The Senate last week approved a plan to reduce the federal deficit that would allow spending increases for education programs in the upcoming fiscal year.
The $142-billion “downpayment” on the deficit, which has the backing of President Reagan, was approved 62-37 on May 17 after moderate Republicans and Majority Leader Howard H. Baker Jr. of Tennessee struck a bargain adding $2 billion for education, health, and environmental programs.
Under the original “Rose Garden” budget agreement, defense spending would have been increased 7.5 percent above the rate of inflation from fiscal 1984 to fiscal 1985, while spending for education and other domestic, non-entitlement, discretionary programs would have been frozen at current levels. That plan3would have set fiscal 1985 Education Department spending at about $15.4 billion.
After acknowledging that he did not have the votes to carry this plan, Senator Baker agreed to a compromise that will rescind $2 billion in funds already earmarked for the Synthetic Fuels Corporation and reprogram it for education and other social programs.
Senator Bill Bradley, Democrat of New Jersey, had planned to offer an amendment to the Administration-backed plan that would have boosted education spending by $1.95 billion in the upcoming fiscal year. He agreed not to bring it up, however, because he said it was his understanding that $1.3 billion of the $2 billion from the Synfuels account would be earmarked for education.
Debate before the vote, however, indicated uncertainty as to whether the full $1.3 billion would be added to the budget for education.
Senator Lawton E. Chiles, Democrat of Florida and ranking minority member on the Budget Committee, pointed out that in the appropriations process, education programs could be forced to compete with other nondefense discretionary programs singled out for spending increases in the President’s original budget request.

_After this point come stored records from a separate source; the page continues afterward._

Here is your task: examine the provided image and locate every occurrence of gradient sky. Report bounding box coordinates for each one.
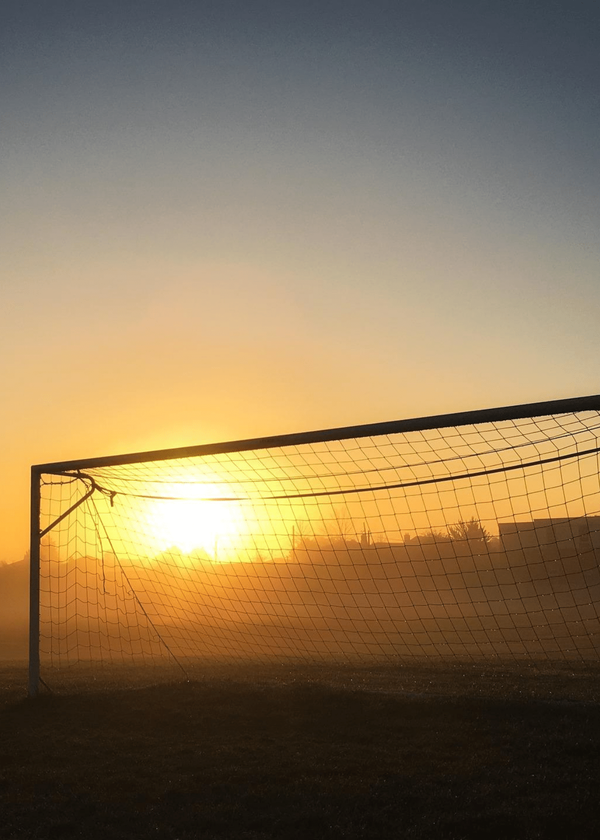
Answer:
[0,0,600,560]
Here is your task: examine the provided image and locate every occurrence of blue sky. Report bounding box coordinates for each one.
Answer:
[0,0,600,559]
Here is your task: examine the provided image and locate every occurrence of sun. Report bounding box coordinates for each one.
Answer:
[150,487,244,560]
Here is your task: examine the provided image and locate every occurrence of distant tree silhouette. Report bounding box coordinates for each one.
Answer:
[448,517,492,546]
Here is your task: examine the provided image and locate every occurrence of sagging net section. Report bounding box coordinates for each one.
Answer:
[40,411,600,669]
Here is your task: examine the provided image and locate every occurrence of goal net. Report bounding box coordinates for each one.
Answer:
[30,397,600,690]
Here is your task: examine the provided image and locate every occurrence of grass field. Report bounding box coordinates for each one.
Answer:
[0,665,600,840]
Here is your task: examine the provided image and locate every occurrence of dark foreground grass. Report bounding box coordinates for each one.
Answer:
[0,668,600,840]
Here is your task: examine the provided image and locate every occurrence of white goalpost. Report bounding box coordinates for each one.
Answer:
[29,396,600,695]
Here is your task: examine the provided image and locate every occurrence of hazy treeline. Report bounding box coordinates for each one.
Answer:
[0,557,29,659]
[25,534,600,659]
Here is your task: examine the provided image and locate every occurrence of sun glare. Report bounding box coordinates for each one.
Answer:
[150,486,245,560]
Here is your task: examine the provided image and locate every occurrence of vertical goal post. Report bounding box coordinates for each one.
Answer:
[29,395,600,696]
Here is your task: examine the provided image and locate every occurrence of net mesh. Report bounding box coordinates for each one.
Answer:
[35,411,600,670]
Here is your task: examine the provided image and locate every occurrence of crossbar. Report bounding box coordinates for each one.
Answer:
[32,394,600,475]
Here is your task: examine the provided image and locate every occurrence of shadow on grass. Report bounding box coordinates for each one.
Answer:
[0,670,600,840]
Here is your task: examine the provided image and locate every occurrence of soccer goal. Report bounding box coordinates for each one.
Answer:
[30,396,600,694]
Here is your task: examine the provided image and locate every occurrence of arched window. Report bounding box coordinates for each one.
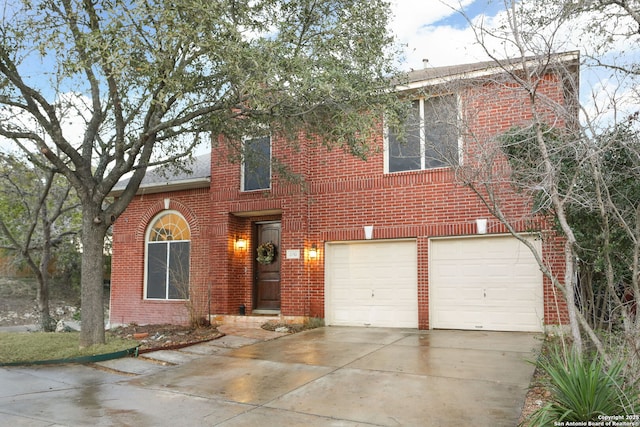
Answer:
[145,212,191,299]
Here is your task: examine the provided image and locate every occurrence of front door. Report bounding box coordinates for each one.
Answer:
[254,222,281,310]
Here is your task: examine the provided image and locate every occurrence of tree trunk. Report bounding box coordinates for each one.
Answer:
[37,209,55,332]
[38,244,55,332]
[80,206,107,347]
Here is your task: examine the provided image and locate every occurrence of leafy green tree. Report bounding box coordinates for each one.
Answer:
[0,0,399,346]
[0,154,80,332]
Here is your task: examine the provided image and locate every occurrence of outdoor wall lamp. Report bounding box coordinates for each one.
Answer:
[309,243,318,259]
[236,235,247,250]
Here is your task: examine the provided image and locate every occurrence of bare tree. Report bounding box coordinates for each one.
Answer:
[0,0,404,346]
[436,0,640,376]
[0,155,79,332]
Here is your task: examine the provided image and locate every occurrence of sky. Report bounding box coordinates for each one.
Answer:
[390,0,504,70]
[0,0,637,155]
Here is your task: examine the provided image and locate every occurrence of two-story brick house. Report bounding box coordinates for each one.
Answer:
[110,53,579,331]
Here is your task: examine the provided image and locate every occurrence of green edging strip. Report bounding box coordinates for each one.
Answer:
[0,346,138,366]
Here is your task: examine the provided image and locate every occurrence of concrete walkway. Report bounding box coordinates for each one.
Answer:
[0,327,541,427]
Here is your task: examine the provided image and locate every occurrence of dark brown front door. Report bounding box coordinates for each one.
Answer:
[254,222,281,310]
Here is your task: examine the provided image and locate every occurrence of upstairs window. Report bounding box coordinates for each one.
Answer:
[242,136,271,191]
[386,95,459,172]
[145,212,191,300]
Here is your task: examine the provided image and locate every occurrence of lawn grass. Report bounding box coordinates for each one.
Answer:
[0,332,139,364]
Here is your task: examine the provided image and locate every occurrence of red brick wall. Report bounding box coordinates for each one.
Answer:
[111,71,566,329]
[109,189,210,325]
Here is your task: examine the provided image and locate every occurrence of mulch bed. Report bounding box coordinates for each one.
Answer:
[108,324,224,353]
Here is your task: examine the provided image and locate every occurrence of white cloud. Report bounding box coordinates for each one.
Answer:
[390,0,502,69]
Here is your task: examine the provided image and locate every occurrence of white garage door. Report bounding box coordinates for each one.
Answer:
[429,236,544,332]
[325,240,418,328]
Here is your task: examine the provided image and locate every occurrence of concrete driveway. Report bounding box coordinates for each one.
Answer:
[0,327,541,427]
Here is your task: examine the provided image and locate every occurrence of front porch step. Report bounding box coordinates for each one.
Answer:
[211,311,305,328]
[212,314,280,327]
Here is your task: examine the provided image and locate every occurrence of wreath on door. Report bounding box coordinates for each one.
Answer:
[256,242,276,265]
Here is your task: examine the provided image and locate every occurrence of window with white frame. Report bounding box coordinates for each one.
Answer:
[242,136,271,191]
[145,212,191,300]
[385,95,459,172]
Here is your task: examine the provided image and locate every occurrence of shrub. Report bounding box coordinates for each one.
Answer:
[529,348,639,426]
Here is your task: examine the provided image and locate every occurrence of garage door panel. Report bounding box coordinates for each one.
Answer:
[429,236,543,331]
[325,240,418,328]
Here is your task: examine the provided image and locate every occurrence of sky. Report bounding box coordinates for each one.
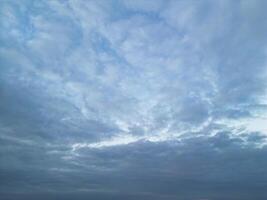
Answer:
[0,0,267,200]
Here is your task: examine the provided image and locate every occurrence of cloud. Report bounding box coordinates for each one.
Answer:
[0,0,267,200]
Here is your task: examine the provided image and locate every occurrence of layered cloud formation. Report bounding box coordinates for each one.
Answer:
[0,0,267,200]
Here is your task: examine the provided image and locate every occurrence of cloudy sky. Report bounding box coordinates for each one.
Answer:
[0,0,267,200]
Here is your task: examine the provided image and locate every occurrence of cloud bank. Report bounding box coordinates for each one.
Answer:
[0,0,267,200]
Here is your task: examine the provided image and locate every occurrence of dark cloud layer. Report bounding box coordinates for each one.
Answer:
[0,0,267,200]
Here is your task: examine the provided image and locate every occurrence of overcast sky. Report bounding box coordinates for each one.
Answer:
[0,0,267,200]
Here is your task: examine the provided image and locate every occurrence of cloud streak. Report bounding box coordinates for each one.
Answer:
[0,0,267,200]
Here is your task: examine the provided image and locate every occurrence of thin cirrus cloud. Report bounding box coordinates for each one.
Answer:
[0,0,267,200]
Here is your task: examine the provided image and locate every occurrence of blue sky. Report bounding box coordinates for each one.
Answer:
[0,0,267,200]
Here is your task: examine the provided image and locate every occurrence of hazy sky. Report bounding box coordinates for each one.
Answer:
[0,0,267,200]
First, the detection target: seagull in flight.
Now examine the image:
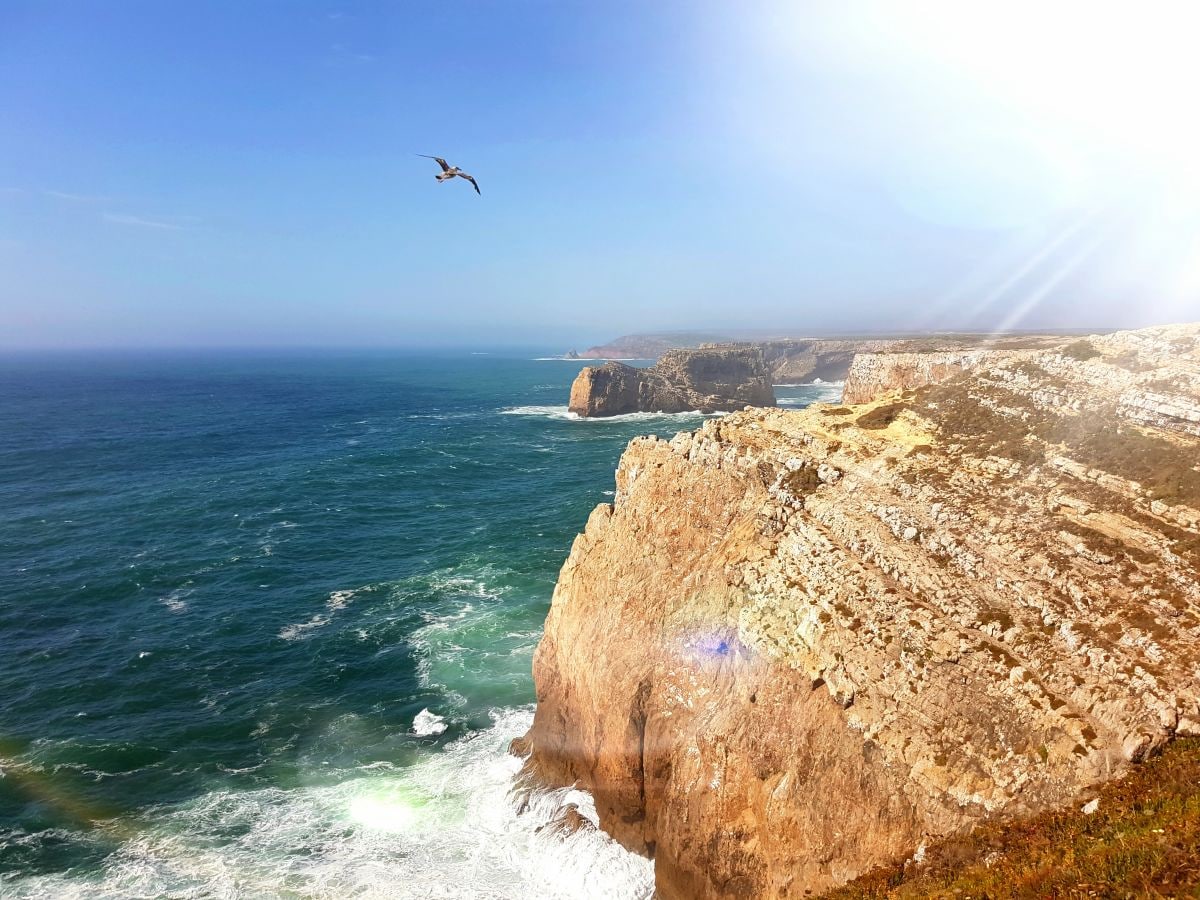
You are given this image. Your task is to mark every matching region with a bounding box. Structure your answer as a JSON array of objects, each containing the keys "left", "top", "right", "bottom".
[{"left": 418, "top": 154, "right": 482, "bottom": 197}]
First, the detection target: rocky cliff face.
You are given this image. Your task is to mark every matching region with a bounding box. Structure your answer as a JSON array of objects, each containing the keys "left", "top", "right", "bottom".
[
  {"left": 842, "top": 350, "right": 1022, "bottom": 403},
  {"left": 570, "top": 348, "right": 775, "bottom": 416},
  {"left": 706, "top": 335, "right": 1070, "bottom": 384},
  {"left": 524, "top": 326, "right": 1200, "bottom": 898}
]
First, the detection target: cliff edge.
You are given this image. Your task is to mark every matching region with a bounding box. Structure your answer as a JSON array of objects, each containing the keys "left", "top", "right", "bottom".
[
  {"left": 523, "top": 325, "right": 1200, "bottom": 899},
  {"left": 569, "top": 348, "right": 775, "bottom": 416}
]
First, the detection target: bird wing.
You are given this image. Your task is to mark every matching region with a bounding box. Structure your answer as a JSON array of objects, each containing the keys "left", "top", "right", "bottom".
[{"left": 418, "top": 154, "right": 450, "bottom": 172}]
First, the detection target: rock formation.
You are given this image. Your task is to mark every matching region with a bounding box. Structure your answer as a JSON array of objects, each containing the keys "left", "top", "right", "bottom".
[
  {"left": 570, "top": 348, "right": 775, "bottom": 416},
  {"left": 523, "top": 325, "right": 1200, "bottom": 900},
  {"left": 841, "top": 349, "right": 1027, "bottom": 403}
]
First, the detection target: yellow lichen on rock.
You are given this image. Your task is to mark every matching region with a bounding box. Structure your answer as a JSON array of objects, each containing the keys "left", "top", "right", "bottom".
[{"left": 528, "top": 326, "right": 1200, "bottom": 898}]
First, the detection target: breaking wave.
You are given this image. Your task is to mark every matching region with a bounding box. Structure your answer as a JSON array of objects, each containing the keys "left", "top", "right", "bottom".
[
  {"left": 5, "top": 707, "right": 654, "bottom": 900},
  {"left": 499, "top": 406, "right": 725, "bottom": 424}
]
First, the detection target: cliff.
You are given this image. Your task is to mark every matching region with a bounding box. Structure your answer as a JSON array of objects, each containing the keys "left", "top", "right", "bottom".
[
  {"left": 841, "top": 349, "right": 1021, "bottom": 403},
  {"left": 704, "top": 335, "right": 1072, "bottom": 386},
  {"left": 569, "top": 348, "right": 775, "bottom": 416},
  {"left": 523, "top": 325, "right": 1200, "bottom": 899},
  {"left": 580, "top": 331, "right": 726, "bottom": 359}
]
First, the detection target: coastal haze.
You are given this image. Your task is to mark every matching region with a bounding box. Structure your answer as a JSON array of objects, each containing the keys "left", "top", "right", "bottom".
[
  {"left": 0, "top": 0, "right": 1200, "bottom": 900},
  {"left": 0, "top": 0, "right": 1200, "bottom": 349}
]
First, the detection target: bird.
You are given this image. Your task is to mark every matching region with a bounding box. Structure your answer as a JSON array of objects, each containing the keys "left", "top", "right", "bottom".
[{"left": 418, "top": 154, "right": 482, "bottom": 197}]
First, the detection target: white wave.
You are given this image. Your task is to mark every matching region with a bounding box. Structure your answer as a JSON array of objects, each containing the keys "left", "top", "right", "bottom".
[
  {"left": 158, "top": 582, "right": 193, "bottom": 612},
  {"left": 772, "top": 378, "right": 846, "bottom": 388},
  {"left": 5, "top": 708, "right": 654, "bottom": 900},
  {"left": 413, "top": 708, "right": 448, "bottom": 737},
  {"left": 500, "top": 406, "right": 725, "bottom": 424},
  {"left": 280, "top": 588, "right": 365, "bottom": 641}
]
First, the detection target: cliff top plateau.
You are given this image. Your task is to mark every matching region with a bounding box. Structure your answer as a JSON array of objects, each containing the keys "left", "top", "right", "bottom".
[
  {"left": 569, "top": 347, "right": 775, "bottom": 416},
  {"left": 523, "top": 325, "right": 1200, "bottom": 898}
]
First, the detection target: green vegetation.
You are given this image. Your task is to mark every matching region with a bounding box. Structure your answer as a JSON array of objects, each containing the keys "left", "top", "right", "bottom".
[
  {"left": 907, "top": 376, "right": 1200, "bottom": 505},
  {"left": 826, "top": 739, "right": 1200, "bottom": 900},
  {"left": 1062, "top": 341, "right": 1100, "bottom": 362}
]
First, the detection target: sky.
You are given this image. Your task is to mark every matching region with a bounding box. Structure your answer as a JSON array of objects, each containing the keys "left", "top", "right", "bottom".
[{"left": 0, "top": 0, "right": 1200, "bottom": 349}]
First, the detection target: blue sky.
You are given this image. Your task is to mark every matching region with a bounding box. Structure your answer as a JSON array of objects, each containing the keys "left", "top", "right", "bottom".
[{"left": 0, "top": 0, "right": 1200, "bottom": 347}]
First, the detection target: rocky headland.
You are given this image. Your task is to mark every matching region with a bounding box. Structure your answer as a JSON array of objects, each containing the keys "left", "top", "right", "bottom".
[
  {"left": 520, "top": 325, "right": 1200, "bottom": 900},
  {"left": 569, "top": 347, "right": 775, "bottom": 416}
]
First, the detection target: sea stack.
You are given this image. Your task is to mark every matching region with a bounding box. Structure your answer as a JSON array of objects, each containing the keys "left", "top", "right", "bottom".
[
  {"left": 523, "top": 325, "right": 1200, "bottom": 900},
  {"left": 570, "top": 347, "right": 775, "bottom": 418}
]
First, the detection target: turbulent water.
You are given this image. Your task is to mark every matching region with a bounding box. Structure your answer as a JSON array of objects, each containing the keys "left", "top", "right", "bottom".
[{"left": 0, "top": 353, "right": 840, "bottom": 898}]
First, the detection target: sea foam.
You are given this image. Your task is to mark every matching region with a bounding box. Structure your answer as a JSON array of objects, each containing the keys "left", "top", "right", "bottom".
[{"left": 5, "top": 707, "right": 654, "bottom": 900}]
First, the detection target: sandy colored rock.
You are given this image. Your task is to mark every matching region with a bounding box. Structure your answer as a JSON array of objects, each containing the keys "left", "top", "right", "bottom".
[
  {"left": 569, "top": 348, "right": 775, "bottom": 416},
  {"left": 526, "top": 325, "right": 1200, "bottom": 899}
]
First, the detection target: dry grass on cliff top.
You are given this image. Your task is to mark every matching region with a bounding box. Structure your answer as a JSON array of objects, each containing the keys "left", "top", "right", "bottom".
[{"left": 826, "top": 739, "right": 1200, "bottom": 900}]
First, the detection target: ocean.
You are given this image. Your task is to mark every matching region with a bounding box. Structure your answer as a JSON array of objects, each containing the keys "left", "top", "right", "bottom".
[{"left": 0, "top": 350, "right": 840, "bottom": 899}]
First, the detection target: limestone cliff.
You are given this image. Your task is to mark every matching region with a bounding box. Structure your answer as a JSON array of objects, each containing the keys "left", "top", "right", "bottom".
[
  {"left": 570, "top": 348, "right": 775, "bottom": 416},
  {"left": 524, "top": 325, "right": 1200, "bottom": 899},
  {"left": 841, "top": 349, "right": 1020, "bottom": 403}
]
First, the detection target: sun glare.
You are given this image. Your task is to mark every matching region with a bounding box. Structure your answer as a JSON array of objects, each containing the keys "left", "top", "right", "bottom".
[{"left": 896, "top": 0, "right": 1200, "bottom": 190}]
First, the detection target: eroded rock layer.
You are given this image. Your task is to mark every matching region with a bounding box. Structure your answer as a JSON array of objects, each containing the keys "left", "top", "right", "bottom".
[
  {"left": 569, "top": 348, "right": 775, "bottom": 416},
  {"left": 524, "top": 326, "right": 1200, "bottom": 898}
]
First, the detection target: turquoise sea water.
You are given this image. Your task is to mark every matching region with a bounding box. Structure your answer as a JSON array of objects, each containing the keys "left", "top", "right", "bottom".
[{"left": 0, "top": 352, "right": 839, "bottom": 898}]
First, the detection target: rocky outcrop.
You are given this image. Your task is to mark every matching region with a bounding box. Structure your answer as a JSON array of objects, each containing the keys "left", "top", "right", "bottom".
[
  {"left": 580, "top": 331, "right": 725, "bottom": 360},
  {"left": 570, "top": 348, "right": 775, "bottom": 416},
  {"left": 524, "top": 326, "right": 1200, "bottom": 899},
  {"left": 842, "top": 349, "right": 1022, "bottom": 403},
  {"left": 706, "top": 335, "right": 1070, "bottom": 386}
]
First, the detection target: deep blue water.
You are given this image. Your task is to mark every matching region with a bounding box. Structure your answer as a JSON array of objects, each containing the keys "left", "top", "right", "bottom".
[{"left": 0, "top": 352, "right": 836, "bottom": 898}]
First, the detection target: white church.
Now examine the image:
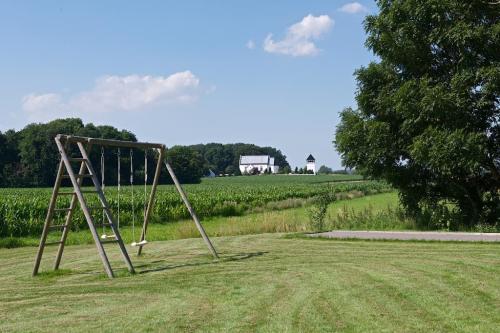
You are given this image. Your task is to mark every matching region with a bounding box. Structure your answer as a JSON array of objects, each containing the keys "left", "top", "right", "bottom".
[
  {"left": 240, "top": 155, "right": 279, "bottom": 174},
  {"left": 306, "top": 154, "right": 316, "bottom": 174}
]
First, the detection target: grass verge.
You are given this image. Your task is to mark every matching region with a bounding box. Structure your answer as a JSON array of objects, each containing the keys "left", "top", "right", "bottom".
[{"left": 0, "top": 234, "right": 500, "bottom": 332}]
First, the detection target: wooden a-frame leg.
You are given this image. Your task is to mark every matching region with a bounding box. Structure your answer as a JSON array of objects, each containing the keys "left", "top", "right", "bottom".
[
  {"left": 56, "top": 137, "right": 114, "bottom": 278},
  {"left": 137, "top": 149, "right": 165, "bottom": 255},
  {"left": 33, "top": 158, "right": 64, "bottom": 276},
  {"left": 77, "top": 142, "right": 135, "bottom": 277},
  {"left": 164, "top": 161, "right": 219, "bottom": 258},
  {"left": 54, "top": 144, "right": 91, "bottom": 270}
]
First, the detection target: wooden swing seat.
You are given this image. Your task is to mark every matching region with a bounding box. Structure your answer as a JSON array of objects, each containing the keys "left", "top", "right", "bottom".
[{"left": 130, "top": 240, "right": 148, "bottom": 246}]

The Senate must now incorporate the provisions of the deficit-reduction plan into its first concurrent budget resolution for fiscal 1985. The House on April 5 passed a budget resolution that calls for $182 billion in deficit reductions and, according to lobbyists, assumes spending of $17 billion for the Education Department. Observers predict it will be difficult for House and Senate conferees to iron out the differences between their versions of the budget plan.